What is there to see at the Petrie Museum of Egyptian Archaeology?
The Petrie Museum of Egyptian Archaeology is a lesser-known treasure chest of Egyptian and Sudanese artefacts owned by University College London.
Discover a huge collection of ceramics, mummies, coffins, papyrus and stonework which transport you back to Ancient Egypt and Sudan.
Highlights include a dress from 5000BC and other items of clothing, footwear and jewellery, which give an intimate sense of how real people lived thousands of years ago.
Get a closer look at individual items in the museum’s augmented reality kiosks, where visitors can virtually study precious relics.
The museum also has an extensive archive that anyone is welcome to delve into – but you will need to book in advance to do so.
How long does it take to go around the Petrie Museum of Egyptian Archaeology?
This is one of London’s smaller museums but with so many detailed and rare artefacts on display, you’ll want to give yourself at least two hours to appreciate it all.
Is it free to visit the Petrie Museum of Egyptian Archaeology?
The Petrie Museum of Egyptian Archaeology is free to visit and you don’t need to book in advance.

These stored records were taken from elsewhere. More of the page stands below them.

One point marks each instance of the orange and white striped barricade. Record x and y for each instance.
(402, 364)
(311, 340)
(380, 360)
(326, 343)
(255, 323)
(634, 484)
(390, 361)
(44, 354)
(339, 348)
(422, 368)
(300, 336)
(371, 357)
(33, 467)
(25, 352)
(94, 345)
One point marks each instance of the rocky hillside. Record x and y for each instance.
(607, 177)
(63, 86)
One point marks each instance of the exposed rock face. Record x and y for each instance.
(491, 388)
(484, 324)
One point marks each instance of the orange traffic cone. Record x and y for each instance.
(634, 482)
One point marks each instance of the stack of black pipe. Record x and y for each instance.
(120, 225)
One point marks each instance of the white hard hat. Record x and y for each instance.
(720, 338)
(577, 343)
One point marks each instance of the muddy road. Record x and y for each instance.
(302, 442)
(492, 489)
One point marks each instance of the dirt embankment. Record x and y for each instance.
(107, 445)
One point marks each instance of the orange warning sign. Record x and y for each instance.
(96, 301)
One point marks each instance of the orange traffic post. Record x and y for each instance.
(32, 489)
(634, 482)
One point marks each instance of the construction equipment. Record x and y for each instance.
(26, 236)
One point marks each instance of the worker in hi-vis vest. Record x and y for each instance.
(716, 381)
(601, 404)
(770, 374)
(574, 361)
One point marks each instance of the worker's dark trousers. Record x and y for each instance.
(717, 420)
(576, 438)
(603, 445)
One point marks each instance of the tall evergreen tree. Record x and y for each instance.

Check opening times before visiting as it is closed over the Easter and Christmas holiday periods.
Where is the Petrie Museum of Egyptian Archaeology?
The Petrie Museum of Egyptian Archaeology is on the main campus of University College London in Bloomsbury, central London. The museum is on Malet Place.
How do I get to the Petrie Museum of Egyptian Archaeology?
The closest Tube stations are Goodge Street, which is a five-minute walk away, Euston Square, which is a seven-minute walk away, Warren Street, which is an eight-minute walk away and Russell Square, which is a nine-minute walk away.
The closest mainline station is Euston, which is a 10-minute walk away.
Various bus routes run close to the museum.
There are Santander Cycles docking stations on Malet Street and Taviton Street.